Added componentised (as in Entity Component System based) navigation mesh support via a new Navigation plugin (available for download here) that uses Mikko Mononen’s Recast library. The key components are; TiledNavMeshComponent, NavMeshCrowdComponent, NavMeshObstacle and NavMeshAgent. As can be seen from the video in the editor you can now import models then generate navigable areas for agents to move around. Within the editor you can then wire up input devices to scripts that then perform ray -> mesh intersection to move your agents. The entire scene (models, nav mesh, agents, scripts and input handling) can then be saved to file or published as a code project from within the editor. A typical script (that is saved into the scene file) is included below. You would typically trigger this script in response to an event (i.e. an input device event – by adding a Mouse input device to the scene and wiring up its onMouseButtonDown event to the script’s execute method or in response to an object entering a collision volume. (see the collision volume support in the video log).
-- find the agent, nav mesh and crowd
scene = sdk:GetScene()
agent = scene:Find('Agent')
navMesh = scene:Find('NavMesh')
agentComponent = ext_NavigationScript.GetComponent_Navigation_NavMeshAgentComponent(agent)
crowdComponent = ext_NavigationScript.GetComponent_Navigation_NavMeshCrowdComponent(navMesh)
navMeshComponent = ext_NavigationScript.GetComponent_Navigation_TiledNavMeshComponent(navMesh)
-- unproject the current mouse pos at both near / far clip planes
mousePos = sdk:GetMousePosition()
pickRayNear = fireflyscript.vec3()
pickRayFar = fireflyscript.vec3()
sdk:UnprojectNearFar(mousePos:GetX(), mousePos:GetY(), pickRayNear, pickRayFar)
-- obtain navigation mesh transform
navMesh = fireflyscript.CastSceneItemToPickableSceneItem(navMesh)
worldToLocal = navMesh:GetWorldMatrixInverse()
localToWorld = navMesh:GetWorldMatrix()
-- test pick ray against nav mesh geometry
geom = navMeshComponent:GetMesh()
localPickRayNear = worldToLocal * fireflyscript.vec4(pickRayNear, 1)
localPickRayFar = worldToLocal * fireflyscript.vec4(pickRayFar, 1)
localIntersectionPoint = fireflyscript.vec3()

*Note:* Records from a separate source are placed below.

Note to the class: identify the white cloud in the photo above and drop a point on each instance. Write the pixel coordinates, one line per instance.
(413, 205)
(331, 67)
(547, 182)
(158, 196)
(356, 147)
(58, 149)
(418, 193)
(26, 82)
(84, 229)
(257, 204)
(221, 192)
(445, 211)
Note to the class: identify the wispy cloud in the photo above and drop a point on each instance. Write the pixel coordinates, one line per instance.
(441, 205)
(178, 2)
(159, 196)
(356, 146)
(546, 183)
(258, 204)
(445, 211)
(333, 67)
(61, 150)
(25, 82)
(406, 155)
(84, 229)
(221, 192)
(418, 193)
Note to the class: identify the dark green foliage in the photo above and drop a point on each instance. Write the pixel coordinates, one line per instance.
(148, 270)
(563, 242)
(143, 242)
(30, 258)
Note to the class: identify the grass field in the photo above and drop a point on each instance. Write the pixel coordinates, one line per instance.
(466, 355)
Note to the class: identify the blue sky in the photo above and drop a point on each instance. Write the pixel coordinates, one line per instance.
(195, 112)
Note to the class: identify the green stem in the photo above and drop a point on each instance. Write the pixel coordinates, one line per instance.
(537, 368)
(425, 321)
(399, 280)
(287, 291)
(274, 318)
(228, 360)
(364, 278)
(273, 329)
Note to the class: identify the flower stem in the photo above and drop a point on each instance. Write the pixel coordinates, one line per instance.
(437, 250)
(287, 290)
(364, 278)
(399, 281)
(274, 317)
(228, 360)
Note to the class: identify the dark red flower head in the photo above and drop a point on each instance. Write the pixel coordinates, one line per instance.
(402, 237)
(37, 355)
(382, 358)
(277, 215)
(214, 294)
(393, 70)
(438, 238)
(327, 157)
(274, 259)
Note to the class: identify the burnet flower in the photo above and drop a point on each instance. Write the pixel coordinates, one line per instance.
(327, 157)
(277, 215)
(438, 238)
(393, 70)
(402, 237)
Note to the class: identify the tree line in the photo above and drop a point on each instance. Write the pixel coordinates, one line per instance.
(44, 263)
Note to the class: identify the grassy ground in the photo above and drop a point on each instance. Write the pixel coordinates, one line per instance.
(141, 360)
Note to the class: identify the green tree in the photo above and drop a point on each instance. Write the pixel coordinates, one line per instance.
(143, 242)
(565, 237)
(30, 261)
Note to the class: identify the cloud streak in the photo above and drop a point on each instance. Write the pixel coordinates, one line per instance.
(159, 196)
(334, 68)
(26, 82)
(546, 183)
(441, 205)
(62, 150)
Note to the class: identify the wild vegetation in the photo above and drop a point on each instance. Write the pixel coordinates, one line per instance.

geom:LineTest(fireflyscript.vec3(localPickRayNear), fireflyscript.vec3(localPickRayFar), localIntersectionPoint)
-- move the agent(s)
crowdComponent:SetTargetPoint(fireflyscript.vec3(localToWorld * fireflyscript.vec4(localIntersectionPoint,1)))
A (single) post process effect is achieved by firstly rendering the scene to a framebuffer with appropriate attachments outputting the result to a texture, applying the texture to a full screen quad, specifying an output framebuffer (usually the default framebuffer) and then executing a shader on the texture to render to the output framebuffer (the screen). To chain you take the output framebuffer and feed it as input to another post process effect using the same sequence as before. The final shader (the final link in the chain) is then output to the screen (i.e. the main framebuffer). For performance reasons of course it’s better to have an uber-shader but the support’s there. I’ve made it so adding post processing shaders to the engine / editor is painless (you simply drop them into a special folder that the editor scans on start-up – which then generates a factory / menu item entry for each effect – the same approach I take for regular non-post-process shaders in the engine / editor). Here’s a video of a vignette -> pixelate -> chromatic aberration post processing chain in action in the editor:
A standard feature of all 3D scene editors are object transform manipulation tools, i.e. translate, rotate and scale. Whilst there are articles that describe the behavior I couldn’t find a specific article on the implementation details so thought I’d write up the algorithm I use. Continue reading Pixel perfect object movement
Occlusion culling complements frustum culling by culling occluded objects. Frustum culling is an optimisation technique that discards meshes that sit outside of the viewing volume by testing each mesh against the six frustum planes. The culling can be accelerated with hierarchical spatial partitioning whereby the scene is carved up into a tree with each tree node representing a smaller region of space. A node contains all render-able objects enclosed in the node’s space allowing fast inclusion / rejection of the node objects. If, a node is found to intersect the viewing volume then the algorithm recurses down into the node’s child nodes etc.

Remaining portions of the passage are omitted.